François Fillon aime à véhiculer l'état d'esprit entrepreneu-rial : ria-t-il pas déclaré qu'il était le «patron de l'Administration » et que ses ministres devaient être des « managers » ? Aujourd'hui, dans le secteur privé, de plus en plus d'employés se suicident sur leur lieu de travail. Grâce à la RGPP, ils ne seront plus les seuls, on se suicidera aussi dans l'Administration. Pratique, pour Sarkozy, cela lui fera des gens en moins à licencier.
 
EMMANUELLE VEIL
 
 
 
La RGPP , Une boucherie Canadienne
 
 
Comme le rappelle sans cesse Nicolas Sarkozy aux fonctionnaires, sa « révision générale des politiques publiques » est une copie conforme de La « revue des programmes » entreprise par le Premier ministre canadien Jean Chrétien (Parti libéral du Québec) de 1995 à 1998, période au cours de laquelle les crédits des ministères ont été amputés de 5 % à
 
40 %. Une boucherie financière, qui s'est traduite par la suppression d'un fonctionnaire sur six, la privatisation en masse de services publics (transports en commun, éducation, énergie, santé) et une dégradation des conditions de vie des Canadiens. Les droits d'inscription à la fac ont plus que doublé, les hôpitaux, en sous-effectifs, ont mis les malades sur liste d'attente et n'hésitaient pas à renvoyer les patients chez eux à peine réveillés d'une opération chirurgicale, le prix de l'eau du robinet, de l'électricité, des garderies, a explosé, les bibliothèques publiques ont périclité, privées d'achats de livres... Chez nous, ça va s'appeler « la modernisation de l'État ». E. V.
 
 
 
Comment les médias ont été éjectés de la réunion de lancement de la RGPP.

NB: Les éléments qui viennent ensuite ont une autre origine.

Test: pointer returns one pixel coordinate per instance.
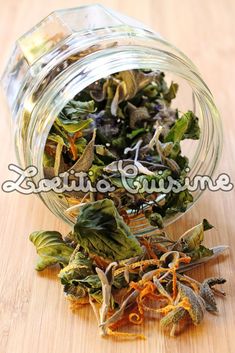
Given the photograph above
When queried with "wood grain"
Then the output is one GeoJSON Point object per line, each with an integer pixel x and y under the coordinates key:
{"type": "Point", "coordinates": [34, 316]}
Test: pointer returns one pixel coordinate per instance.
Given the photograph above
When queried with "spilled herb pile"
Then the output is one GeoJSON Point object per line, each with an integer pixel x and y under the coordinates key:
{"type": "Point", "coordinates": [126, 117]}
{"type": "Point", "coordinates": [127, 278]}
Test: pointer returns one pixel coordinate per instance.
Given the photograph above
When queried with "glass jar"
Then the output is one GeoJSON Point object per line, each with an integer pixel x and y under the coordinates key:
{"type": "Point", "coordinates": [69, 50]}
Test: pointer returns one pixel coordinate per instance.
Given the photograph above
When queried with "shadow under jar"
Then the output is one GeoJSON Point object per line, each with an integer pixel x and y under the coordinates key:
{"type": "Point", "coordinates": [72, 49]}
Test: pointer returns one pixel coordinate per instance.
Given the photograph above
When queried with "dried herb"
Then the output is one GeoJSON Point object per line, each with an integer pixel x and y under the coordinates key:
{"type": "Point", "coordinates": [126, 277]}
{"type": "Point", "coordinates": [126, 117]}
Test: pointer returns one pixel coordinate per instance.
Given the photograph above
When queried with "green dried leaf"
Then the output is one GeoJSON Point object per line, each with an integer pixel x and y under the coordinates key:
{"type": "Point", "coordinates": [101, 230]}
{"type": "Point", "coordinates": [79, 268]}
{"type": "Point", "coordinates": [171, 93]}
{"type": "Point", "coordinates": [197, 305]}
{"type": "Point", "coordinates": [73, 126]}
{"type": "Point", "coordinates": [186, 127]}
{"type": "Point", "coordinates": [51, 249]}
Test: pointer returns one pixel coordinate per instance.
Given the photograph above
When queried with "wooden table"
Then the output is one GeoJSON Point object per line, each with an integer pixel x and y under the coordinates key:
{"type": "Point", "coordinates": [34, 316]}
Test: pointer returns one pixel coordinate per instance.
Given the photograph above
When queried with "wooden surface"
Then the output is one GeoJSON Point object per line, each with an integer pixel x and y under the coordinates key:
{"type": "Point", "coordinates": [34, 316]}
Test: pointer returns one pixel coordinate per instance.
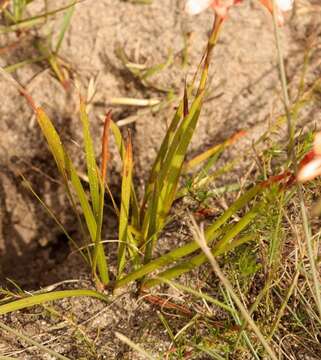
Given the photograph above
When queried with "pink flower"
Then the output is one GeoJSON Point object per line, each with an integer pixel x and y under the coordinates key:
{"type": "Point", "coordinates": [221, 7]}
{"type": "Point", "coordinates": [310, 166]}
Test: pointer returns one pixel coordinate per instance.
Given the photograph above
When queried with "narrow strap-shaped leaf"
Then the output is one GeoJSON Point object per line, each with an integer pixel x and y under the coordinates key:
{"type": "Point", "coordinates": [51, 296]}
{"type": "Point", "coordinates": [90, 158]}
{"type": "Point", "coordinates": [124, 207]}
{"type": "Point", "coordinates": [211, 233]}
{"type": "Point", "coordinates": [200, 259]}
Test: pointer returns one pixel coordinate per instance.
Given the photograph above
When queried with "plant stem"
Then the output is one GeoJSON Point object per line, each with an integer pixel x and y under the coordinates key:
{"type": "Point", "coordinates": [291, 133]}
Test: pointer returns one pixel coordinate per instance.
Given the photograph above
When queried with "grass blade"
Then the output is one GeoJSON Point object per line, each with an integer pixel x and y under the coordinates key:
{"type": "Point", "coordinates": [124, 208]}
{"type": "Point", "coordinates": [51, 296]}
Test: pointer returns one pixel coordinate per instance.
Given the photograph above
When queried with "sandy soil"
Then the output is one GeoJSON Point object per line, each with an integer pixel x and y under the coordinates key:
{"type": "Point", "coordinates": [244, 94]}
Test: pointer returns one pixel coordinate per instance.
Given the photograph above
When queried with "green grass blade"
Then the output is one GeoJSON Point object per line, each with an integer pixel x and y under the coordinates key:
{"type": "Point", "coordinates": [122, 151]}
{"type": "Point", "coordinates": [32, 21]}
{"type": "Point", "coordinates": [211, 233]}
{"type": "Point", "coordinates": [124, 208]}
{"type": "Point", "coordinates": [217, 250]}
{"type": "Point", "coordinates": [53, 140]}
{"type": "Point", "coordinates": [99, 258]}
{"type": "Point", "coordinates": [51, 296]}
{"type": "Point", "coordinates": [90, 158]}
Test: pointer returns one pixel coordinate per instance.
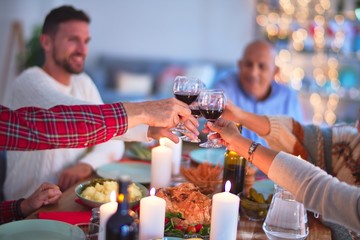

Mardi 10 juillet, François Fillon présentait officiellement la RGPP aux grands commis de l'État, réunis au Centre de conférences internationales (Paris XVIe). À la fin de son discours inaugural, alors que les choses allaient devenir intéressantes avec l'examen concret de la réforme, les journalistes présents dans la salle ont été conviés à une conférence de presse du Premier ministre. Ils étaient loin de se douter que c'était un stratagème pour les expulser du séminaire RGPP sans drame. En guise de conférence de presse, François Fillon a prononcé trois phrases pour le JT et s'est éclipsé. Ensuite, il fut impossible aux journalistes de retourner assister au séminaire. Les hôtesses barraient le couloir en agitant leurs bras en croix et en criant: « La presse, c'est fini! » Les médias sont là pour répercuter le message promotionnel du gouvernement, et puis c'est tout!   E V.